Dodał, że wzięte pod uwagę zostały również informacje o tym, że ceny za badania techniczne nie były podwyższane od 14 lat. Generalnie stawki nie wzrosną, ale pojawić się ma wspomniana opłata jakościowa.

To jednak nie wszystko. Projekt zakłada również wprowadzenie kolejnej opłaty – sankcyjnej. Tę uiszczać będą wyłącznie ci, którzy spóźnią się na badania techniczne 45 dni i powyżej. Wspomniana opłata będzie podwyższała jednorazowo rachunek za usługę aż o 60 proc.

Właściciel pojazdu, który ewentualnie zapłaci dodatkową opłatę za badanie techniczne po terminie, w następnym roku będzie bardziej zdyscyplinowany do terminowego wykonania badania technicznego, co może przełożyć się na podwyższenie poziomu bezpieczeństwa ruchu drogowego na polskich drogach – przekonuje Marek Chodkiewicz.

Kolejna danina?

Nowelizacji ustawy o ruchu drogowym wymaga wdrożenie do krajowych przepisów dyrektywy unijnej „w sprawie okresowych badań zdatności do ruchu drogowego pojazdów silnikowych i ich przyczep”. Jak czytamy w piśmie wiceministra, wspomniana opłata jakościowa zostanie przeznaczona na „zapewnienie funkcjonowania nowego systemu poprawy jakości badań technicznych pojazdów, czyli koszt dostosowania do przepisów UE”. Wszystkie wpływy z niej mają zostać przekazane na rachunek Transportowego Dozoru Technicznego.
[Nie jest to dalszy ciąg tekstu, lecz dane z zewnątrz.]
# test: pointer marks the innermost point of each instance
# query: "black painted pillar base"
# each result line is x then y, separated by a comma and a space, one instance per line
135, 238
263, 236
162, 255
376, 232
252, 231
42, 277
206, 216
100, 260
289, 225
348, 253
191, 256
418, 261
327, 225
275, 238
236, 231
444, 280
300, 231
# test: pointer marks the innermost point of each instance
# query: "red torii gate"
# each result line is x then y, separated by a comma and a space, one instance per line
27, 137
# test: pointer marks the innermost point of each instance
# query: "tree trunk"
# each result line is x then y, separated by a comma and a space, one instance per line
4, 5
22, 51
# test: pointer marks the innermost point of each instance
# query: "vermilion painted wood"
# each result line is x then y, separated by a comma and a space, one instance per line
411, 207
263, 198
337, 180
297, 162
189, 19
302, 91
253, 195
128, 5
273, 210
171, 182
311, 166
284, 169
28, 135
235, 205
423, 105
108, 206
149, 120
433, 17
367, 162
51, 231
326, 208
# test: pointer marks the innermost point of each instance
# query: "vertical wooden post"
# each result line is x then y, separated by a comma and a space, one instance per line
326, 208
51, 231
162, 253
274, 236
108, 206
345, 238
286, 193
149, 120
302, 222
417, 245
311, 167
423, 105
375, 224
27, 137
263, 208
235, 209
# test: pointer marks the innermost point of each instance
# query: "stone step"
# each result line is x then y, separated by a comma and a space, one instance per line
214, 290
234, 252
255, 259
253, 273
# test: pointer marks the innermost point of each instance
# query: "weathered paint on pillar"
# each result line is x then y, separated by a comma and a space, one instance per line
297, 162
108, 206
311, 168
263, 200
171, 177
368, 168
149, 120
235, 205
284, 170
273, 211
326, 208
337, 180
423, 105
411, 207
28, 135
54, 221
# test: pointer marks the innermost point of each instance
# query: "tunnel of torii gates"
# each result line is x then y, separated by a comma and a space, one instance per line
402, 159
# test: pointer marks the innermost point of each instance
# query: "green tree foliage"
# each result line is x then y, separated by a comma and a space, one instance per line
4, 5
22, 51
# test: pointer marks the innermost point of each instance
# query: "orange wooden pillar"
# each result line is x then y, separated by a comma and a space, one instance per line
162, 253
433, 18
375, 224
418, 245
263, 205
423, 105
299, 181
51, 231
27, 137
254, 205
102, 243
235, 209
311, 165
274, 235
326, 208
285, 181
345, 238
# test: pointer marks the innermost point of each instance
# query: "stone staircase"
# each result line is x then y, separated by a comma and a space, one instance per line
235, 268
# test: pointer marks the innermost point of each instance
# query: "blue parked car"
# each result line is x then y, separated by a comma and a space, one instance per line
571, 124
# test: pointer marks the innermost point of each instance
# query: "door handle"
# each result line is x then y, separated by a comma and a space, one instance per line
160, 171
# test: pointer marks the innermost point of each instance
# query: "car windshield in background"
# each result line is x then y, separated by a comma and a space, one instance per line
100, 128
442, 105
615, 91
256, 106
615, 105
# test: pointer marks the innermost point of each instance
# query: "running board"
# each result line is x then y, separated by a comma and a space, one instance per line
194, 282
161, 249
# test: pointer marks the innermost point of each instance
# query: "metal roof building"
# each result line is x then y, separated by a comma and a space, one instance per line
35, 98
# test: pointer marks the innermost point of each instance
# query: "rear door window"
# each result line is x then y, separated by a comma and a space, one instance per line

Krytycy zauważają jednak, że to kolejna danina, którą odczują kierowcy. Niedawno bowiem została wprowadzona opłata emisyjna, związana z paliwem. I chociaż zarówno rząd, jak i Orlen przekonywali, że podwyżka nie uderzy w konsumenta, eksperci mają inne zdanie.

– Wydaje mi się, że ministerstwo opiera się na optymistycznym założeniu, że koncerny, producenci czy importerzy paliw wezmą na siebie te dodatkowe koszty. To jednak nie jest takie proste, zwłaszcza gdy mówimy o firmach, które są w stu procentach prywatne – przekonywał w rozmowie z Trans.INFO dr Jakub Bogucki, analityk Rynku Paliw e-petrol.pl.